Since the Northern Ireland Protocol came into effect when the UK left the EU’s regulatory framework, the law has been clear that to travel with a dog from the mainland UK to Northern Ireland, rabies vaccination and onerous paperwork were required. However, in the last few hours, the proposed Windsor protocol might change all that…

What is the Northern Ireland Protocol?

In order to avoid a hard border between Northern Ireland and the Republic of Ireland, which it was feared might reignite the Troubles, the Northern Ireland Protocol was agreed by then-Prime Minister Boris Johnson. Amongst its many terms and provisions, it meant that Northern Ireland had to be treated as an EU state for pets moving from Great Britain (the term used to collectively describe England, Scotland and Wales).

Unfortunately, that meant that for a dog, cat or ferret to travel from Great Britain (a rabies-free country) to Northern Ireland (another rabies-free territory), they had to be vaccinated against rabies. And although both territories are free of the dangerous tapeworm Echinococcus multilocularis, additional tapeworm treatment was needed too. And the old-style Pet Passports were no longer valid, instead complex Animal Health Certificates were needed. 

What has changed?

Well, in the last few hours, Prime Minister Rishi Sunak and the President of the EU Commission, Ursula von der Leyen, have come to an agreement that should alter the equation. 

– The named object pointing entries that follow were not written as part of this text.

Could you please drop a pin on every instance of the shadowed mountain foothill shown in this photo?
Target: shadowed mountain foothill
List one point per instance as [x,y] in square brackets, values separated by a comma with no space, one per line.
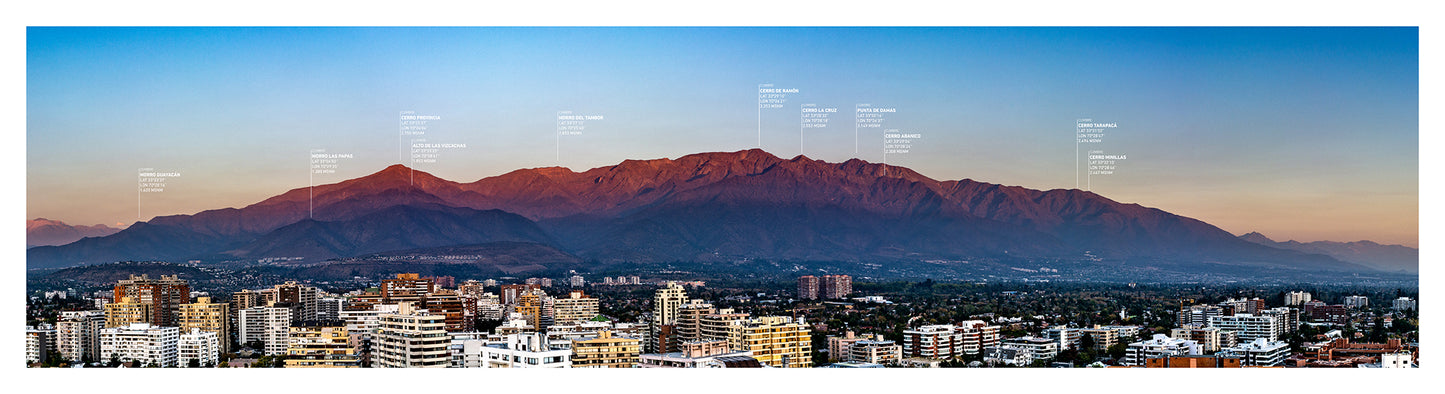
[707,207]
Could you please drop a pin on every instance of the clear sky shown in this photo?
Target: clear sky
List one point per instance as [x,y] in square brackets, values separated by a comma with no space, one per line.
[1296,133]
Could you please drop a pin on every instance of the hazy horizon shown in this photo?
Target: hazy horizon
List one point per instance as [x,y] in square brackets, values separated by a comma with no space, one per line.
[1298,133]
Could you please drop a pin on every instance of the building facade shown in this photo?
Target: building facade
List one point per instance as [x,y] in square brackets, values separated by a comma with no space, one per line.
[140,342]
[269,325]
[606,351]
[164,295]
[776,341]
[200,348]
[208,316]
[411,339]
[78,335]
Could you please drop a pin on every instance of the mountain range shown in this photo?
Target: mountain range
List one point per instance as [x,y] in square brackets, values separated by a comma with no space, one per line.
[707,207]
[1364,253]
[42,231]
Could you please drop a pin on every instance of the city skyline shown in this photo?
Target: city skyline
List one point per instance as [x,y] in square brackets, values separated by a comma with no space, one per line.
[1298,133]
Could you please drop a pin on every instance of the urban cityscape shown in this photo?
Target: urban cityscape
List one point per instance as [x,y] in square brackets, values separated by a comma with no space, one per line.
[961,208]
[411,321]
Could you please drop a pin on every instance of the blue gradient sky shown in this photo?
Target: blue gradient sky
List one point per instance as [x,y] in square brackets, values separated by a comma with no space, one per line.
[1296,133]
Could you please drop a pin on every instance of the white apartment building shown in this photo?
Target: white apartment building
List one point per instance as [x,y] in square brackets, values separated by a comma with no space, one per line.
[39,342]
[1200,315]
[874,352]
[1039,348]
[978,335]
[1068,338]
[1161,345]
[1247,326]
[140,342]
[411,339]
[489,306]
[269,325]
[1286,319]
[1210,339]
[1259,352]
[1357,302]
[1296,298]
[330,308]
[201,345]
[78,334]
[1405,303]
[932,341]
[523,351]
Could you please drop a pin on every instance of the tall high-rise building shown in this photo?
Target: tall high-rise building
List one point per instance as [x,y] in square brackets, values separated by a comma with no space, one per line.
[489,306]
[1234,306]
[78,335]
[808,287]
[932,341]
[574,308]
[978,335]
[876,351]
[198,345]
[835,286]
[1210,339]
[1247,326]
[531,349]
[1405,303]
[207,316]
[1285,318]
[140,342]
[510,292]
[1161,345]
[330,308]
[714,326]
[411,339]
[1296,298]
[665,303]
[1103,338]
[321,344]
[606,351]
[776,341]
[1198,315]
[39,342]
[164,295]
[269,325]
[406,287]
[127,311]
[471,287]
[1259,352]
[301,298]
[536,308]
[1357,302]
[689,319]
[451,306]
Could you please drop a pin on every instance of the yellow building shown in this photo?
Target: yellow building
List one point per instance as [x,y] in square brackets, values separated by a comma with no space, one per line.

Under the new Windsor Framework, pet movements between Great Britain and Northern Ireland will require only a new travel document detailing the pet’s microchip number, and a declaration that the dog will not be moving on to Eire or any other EU country.

If the owner wants to take their dog into the Republic of Ireland – or another EU country – then the rabies vaccination, tapeworm treatment and AHC requirements will remain. Meanwhile, for Northern Irish pet owners who want to travel to Southern Ireland or the wider EU, their current EU Pet Passports will still be valid.

So when does this change take effect?

We don’t know yet – it will depend on when (or maybe even if) the agreement is ratified and signed, and then when it comes into force.

However, so far, it looks optimistic for those with pets who need or want to visit friends and family, or holiday, in another part of the UK and cross the Irish Sea in the process.